I don't think that the identity of things is a simple matter. What happens if we compress the file and store it on tape for a while, then restore it back exactly as it was? Let's say that we didn't happen to look for it while it was compressed, and once it is back, it's the same in all reasonable ways to how it was before being archived. Yet it didn't exist for quite a while! What of the identity then?

Myself, I stop trying to solve the problem perfectly and instead use a simpler thing such as the disk ID and the inode number, with the filename as a proxy for that. It doesn't solve everything, but it's computable with a reasonable amount of effort and doesn't drag everything into the tarpit of perfect file identity.

LB_

I don't understand where the confusion is coming from here.

Let's say I have two files open in my fancy text editor: A.txt, and B.txt.
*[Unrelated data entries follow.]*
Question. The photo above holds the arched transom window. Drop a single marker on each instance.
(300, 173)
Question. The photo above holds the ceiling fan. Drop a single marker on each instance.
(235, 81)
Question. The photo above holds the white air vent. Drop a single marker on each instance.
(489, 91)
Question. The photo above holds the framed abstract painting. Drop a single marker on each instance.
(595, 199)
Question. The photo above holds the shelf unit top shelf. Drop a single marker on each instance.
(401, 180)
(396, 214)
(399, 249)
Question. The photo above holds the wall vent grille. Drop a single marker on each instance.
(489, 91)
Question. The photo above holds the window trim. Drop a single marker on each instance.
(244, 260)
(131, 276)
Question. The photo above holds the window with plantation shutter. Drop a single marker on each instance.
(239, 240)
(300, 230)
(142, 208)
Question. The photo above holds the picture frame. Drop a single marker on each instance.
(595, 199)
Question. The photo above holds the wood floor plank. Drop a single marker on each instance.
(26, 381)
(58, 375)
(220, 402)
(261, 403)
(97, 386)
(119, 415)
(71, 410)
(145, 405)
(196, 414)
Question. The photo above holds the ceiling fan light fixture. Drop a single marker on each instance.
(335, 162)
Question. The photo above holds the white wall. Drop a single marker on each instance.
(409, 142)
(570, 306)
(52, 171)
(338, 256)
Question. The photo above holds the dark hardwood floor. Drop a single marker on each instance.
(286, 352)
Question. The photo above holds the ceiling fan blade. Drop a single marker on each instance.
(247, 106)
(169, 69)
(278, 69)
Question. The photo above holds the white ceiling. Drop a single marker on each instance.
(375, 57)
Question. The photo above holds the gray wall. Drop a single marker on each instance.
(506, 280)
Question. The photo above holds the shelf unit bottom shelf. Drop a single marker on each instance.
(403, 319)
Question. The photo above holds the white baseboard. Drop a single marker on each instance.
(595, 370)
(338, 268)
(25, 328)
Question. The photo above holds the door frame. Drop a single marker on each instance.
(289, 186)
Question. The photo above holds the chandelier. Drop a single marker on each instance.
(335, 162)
They both refer to the same data on disk, be it via hardlinks or symlinks - it doesn't matter for this.

If I move A.txt to my flash drive and rename it to D.txt, it should update accordingly in my fancy text editor, but nothing should happen to B.txt. I didn't rename, move, or delete B.txt, so my fancy text editor shouldn't receive any events from the OS about it.

The identity of a file is my ability to move, rename, or delete it. Not its path. Not its filename. Not its data on disk. Not some magical metadata. It's that I can see it when I run dir or ls.

dkf

What you seek to do is something we cannot do. It would require a single information infrastructure with a single global identity system for everything. Online systems like DropBox and Google Drive can approximate to this, but it is an approximation and the seams definitely still show at the moment. Offline systems can't do it at all because of all the communication required to resolve what an ID really means.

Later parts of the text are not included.